El Nuevo Testamento

Los Hechos de los Apóstoles

El libro de los Hechos no pretende narrar lo que hizo cada uno de los apóstoles, sino que toma, como lo hicieron los evangelistas, los hechos principales que el Espíritu santo ha sugerido al autor para alimento de nuestra fe (cf. Luc. 1,4; Juan 20,31).

Dios nos muestra aquí, con un interés histórico y dramático incomparable lo que fue la vida y el apostolado de la Iglesia en los primeros decenios (años 30-63 del nacimiento de Cristo), y el papel que en ellos desempeñaron los Príncipes de los Apóstoles, San Pedro ( cap. 1-12) y San Pablo (cap. 13-28). La parte más extensa se dedica, pues, a los viajes, trabajos y triunfos de este Apóstol de los gentiles, hasta su primer cautiverio en Roma. Con esto se detiene el autor casi inopinadamente, dando la impresión de que pensaba escribir más adelante otro tratado.

No hay duda de que ese autor es la misma persona que escribió el tercer Evangelio. Terminado éste, San Lucas retoma el hilo de la narración y compone el libro de los Hechos (véase 1,1), que dedica al mismo Teófilo (Luc. 1,1 ss.). Los santos Padres, principalmente S. Policarpo, S. Clemente Romano, S. Ignacio Mártir, S. Ireneo, S. Justino etc., como también la crítica moderna, atestiguan y reconocen que se trata unánimemente de una obra de Lucas, nativo sirio antioqueno, médico y colaborador de San Pablo, con quien se presenta él mismo en muchos pasajes de su relato (16, 10-17; 20, 5-15; 21,1-18; 27,1-28, 16). Escribió, en griego, el idioma corriente entonces, de cuyo original procede la presente versión, pero su lenguaje contiene también aramaísmos que denuncian la nacionalidad del autor.

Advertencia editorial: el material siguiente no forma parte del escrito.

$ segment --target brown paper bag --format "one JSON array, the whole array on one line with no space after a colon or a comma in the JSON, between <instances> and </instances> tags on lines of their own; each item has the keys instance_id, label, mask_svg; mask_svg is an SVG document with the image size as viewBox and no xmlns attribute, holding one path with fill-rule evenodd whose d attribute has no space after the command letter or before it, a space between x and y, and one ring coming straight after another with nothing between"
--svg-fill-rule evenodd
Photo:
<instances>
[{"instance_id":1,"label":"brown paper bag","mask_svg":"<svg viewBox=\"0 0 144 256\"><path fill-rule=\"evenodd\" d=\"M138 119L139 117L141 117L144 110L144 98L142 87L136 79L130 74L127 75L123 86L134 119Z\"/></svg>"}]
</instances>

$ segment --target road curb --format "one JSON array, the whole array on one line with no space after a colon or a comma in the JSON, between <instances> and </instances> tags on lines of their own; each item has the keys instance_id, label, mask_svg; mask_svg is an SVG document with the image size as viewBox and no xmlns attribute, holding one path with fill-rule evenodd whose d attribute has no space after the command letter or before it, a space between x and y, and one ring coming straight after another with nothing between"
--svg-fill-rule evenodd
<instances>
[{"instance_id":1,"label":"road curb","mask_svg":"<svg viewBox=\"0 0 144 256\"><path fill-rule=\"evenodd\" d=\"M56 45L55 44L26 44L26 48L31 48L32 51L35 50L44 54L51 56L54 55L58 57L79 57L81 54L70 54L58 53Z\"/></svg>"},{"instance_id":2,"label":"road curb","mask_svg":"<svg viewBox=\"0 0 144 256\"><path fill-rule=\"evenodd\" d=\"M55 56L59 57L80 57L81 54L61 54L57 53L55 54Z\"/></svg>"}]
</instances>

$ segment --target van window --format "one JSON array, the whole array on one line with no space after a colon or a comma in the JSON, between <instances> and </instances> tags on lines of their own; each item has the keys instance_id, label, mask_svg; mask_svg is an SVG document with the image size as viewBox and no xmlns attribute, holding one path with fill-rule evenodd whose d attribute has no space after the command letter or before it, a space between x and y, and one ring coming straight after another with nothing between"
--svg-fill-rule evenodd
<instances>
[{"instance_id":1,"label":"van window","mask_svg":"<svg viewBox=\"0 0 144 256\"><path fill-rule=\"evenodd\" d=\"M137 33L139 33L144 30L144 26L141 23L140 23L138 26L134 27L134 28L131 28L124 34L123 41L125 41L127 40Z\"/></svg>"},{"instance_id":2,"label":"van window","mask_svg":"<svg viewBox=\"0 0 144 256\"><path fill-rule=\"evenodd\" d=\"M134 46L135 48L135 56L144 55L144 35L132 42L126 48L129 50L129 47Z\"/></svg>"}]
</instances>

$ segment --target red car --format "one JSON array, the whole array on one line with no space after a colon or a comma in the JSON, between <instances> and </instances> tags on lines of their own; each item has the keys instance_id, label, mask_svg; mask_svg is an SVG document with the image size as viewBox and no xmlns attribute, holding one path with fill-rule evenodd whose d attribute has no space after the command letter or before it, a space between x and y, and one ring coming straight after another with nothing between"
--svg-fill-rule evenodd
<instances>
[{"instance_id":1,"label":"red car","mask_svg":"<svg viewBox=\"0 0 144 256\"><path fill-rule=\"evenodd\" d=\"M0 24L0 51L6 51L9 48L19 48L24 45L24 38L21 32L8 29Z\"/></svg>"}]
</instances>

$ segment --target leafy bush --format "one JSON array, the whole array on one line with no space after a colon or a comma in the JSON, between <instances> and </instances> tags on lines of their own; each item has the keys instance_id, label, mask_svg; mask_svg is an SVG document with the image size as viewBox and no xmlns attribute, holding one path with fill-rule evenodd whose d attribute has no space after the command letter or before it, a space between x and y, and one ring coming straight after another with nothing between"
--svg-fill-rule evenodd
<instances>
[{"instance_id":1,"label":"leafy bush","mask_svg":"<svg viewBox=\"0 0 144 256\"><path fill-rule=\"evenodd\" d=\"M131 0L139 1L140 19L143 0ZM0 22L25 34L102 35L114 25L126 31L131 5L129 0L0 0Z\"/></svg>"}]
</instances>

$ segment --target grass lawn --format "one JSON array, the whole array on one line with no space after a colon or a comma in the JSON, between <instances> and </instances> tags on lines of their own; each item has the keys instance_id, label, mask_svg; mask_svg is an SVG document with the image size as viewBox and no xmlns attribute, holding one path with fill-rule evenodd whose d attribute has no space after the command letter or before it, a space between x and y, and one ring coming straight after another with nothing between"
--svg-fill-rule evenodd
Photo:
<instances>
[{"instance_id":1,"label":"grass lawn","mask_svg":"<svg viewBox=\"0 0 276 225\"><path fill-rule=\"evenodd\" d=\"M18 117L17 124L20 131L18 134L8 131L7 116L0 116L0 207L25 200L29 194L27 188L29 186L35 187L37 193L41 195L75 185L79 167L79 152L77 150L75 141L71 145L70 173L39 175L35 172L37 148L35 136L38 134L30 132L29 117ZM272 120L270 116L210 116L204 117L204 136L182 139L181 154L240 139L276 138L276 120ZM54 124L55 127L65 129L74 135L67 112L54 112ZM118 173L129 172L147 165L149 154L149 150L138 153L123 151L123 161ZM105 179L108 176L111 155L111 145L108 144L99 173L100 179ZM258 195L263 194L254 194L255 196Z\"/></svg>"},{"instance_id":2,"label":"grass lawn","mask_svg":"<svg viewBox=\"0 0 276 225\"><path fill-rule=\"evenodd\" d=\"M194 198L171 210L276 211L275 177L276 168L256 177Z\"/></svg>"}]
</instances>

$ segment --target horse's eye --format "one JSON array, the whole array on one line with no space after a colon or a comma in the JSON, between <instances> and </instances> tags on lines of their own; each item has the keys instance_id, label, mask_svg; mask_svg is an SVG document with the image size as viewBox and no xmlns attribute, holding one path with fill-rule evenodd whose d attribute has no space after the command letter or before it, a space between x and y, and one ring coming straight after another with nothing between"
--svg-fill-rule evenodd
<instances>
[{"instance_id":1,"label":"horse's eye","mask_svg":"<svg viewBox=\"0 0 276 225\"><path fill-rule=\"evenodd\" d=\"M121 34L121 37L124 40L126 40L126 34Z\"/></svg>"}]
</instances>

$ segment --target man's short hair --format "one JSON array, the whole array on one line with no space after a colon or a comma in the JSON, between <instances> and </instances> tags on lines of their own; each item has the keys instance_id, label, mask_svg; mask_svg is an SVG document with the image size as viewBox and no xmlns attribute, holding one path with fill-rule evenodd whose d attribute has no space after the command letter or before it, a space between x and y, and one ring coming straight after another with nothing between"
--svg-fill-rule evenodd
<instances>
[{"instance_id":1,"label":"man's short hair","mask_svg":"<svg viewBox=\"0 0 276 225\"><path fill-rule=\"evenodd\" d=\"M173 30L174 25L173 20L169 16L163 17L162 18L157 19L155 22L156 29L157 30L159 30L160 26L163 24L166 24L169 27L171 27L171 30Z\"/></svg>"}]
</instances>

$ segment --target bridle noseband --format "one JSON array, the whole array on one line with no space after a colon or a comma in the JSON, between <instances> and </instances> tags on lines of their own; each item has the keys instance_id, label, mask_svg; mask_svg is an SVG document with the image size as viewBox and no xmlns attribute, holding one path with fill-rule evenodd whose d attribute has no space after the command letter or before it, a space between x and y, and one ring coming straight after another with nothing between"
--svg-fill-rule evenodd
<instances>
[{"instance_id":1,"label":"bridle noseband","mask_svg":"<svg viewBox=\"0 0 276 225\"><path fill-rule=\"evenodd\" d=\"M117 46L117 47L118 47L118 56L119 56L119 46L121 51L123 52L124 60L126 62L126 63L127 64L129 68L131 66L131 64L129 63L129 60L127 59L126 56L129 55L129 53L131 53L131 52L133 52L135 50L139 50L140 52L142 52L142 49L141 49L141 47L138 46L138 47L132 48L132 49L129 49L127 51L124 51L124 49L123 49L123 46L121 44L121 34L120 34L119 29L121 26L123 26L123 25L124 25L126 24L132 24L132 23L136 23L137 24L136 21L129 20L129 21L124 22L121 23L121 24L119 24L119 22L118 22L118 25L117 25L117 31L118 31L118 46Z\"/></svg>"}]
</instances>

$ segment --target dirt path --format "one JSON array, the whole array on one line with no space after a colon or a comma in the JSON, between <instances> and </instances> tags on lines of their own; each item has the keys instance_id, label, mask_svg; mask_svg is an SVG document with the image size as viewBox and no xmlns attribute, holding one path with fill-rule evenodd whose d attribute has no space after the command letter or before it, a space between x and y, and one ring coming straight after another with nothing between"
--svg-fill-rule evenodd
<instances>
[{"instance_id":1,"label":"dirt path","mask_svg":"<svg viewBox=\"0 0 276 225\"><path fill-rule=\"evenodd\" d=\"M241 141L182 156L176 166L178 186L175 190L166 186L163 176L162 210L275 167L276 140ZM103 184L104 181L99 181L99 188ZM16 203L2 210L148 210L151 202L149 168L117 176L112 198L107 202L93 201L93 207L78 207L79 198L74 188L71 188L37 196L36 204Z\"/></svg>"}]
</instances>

La composición data de Roma hacia el año 63, poco antes del fin de la primera prisión romana de S. Pablo, es decir cinco años antes de su muerte y también antes de la terrible destrucción de Jerusalén (70 d.C.), o sea cuando la vida y el culto de Israel continuaban normalmente.

El objeto de S. Lucas en este escrito es, como en su Evangelio (Luc. 1,4), confirmarnos en la fe y enseñar la universalidad de la salud traída por Cristo, la cual se manifiesta primero entre los judíos de Jerusalén, después de Palestina y por fin entre los gentiles.

El cristiano de hoy, a menudo ignorante en esta materia, comprende así mucho mejor, gracias a este libro, el verdadero carácter de la Iglesia y su íntima vinculación con el Antiguo Testamento y con el pueblo escogido de Israel, al ver que, como observa Fillion, antes de llegar a Roma con los apóstoles, la Iglesia tuvo su primer estadio en Jerusalén, donde había nacido (1, 1-8, 3); en su segundo estadio se extendió de Jerusalén a Judea y Samaria (8, 4-11, 18); tuvo un tercer estadio en oriente con sede en Antioquia de Siria (11,19-13, 35), y finalmente se estableció en el mundo pagano y en su capital Roma (13, 1-28, 31) , cumpliéndose así las palabras de Jesús a los apóstoles, cuando éstos reunidos lo interrogaron creyendo que iba a restituir inmediatamente el reino a Israel: “No os corresponde a vosotros saber los tiempos ni momentos que ha fijado el Padre con su potestad. Pero cuando descienda sobre vosotros el Espíritu Santo recibiréis virtud y me seréis testigos en Jerusalén y en toda la Judea y Samaria y hasta los extremos de la tierra” (1,7 s.). Este testimonio del Espíritu Santo y los apóstoles lo había anunciado Jesús (Juan 15,26 s.) y lo ratifica S. Pedro (1, 22; 2,32; 5,32, etc.)

El admirable Libro, cuya perfecta unidad reconoce aún la crítica más adversa, podría llamarse también de los “Hechos de Cristo Resucitado”. “Sin él, fuera de algunos rasgos esparcidos en las Epístolas de S. Pablo, en las Epístolas Católicas y en los raros fragmentos que nos restan de los primeros escritores eclesiásticos, no conoceríamos nada del origen de la Iglesia” (Fillion).

S. Jerónimo resume, en la carta al presbítero Paulino, su juicio ante este divino Libro en las siguientes palabras: “El Libro de los Hechos de los Apóstoles parece contar una sencilla historia, y tejer la infancia de la Iglesia naciente. Más sabiendo que su autor es Lucas, el médico, “cuya alabanza está en el Evangelio” (II Cor. 8,18), echaremos de ver que todas sus palabras son, a la vez que historia, medicina para el alma enferma”.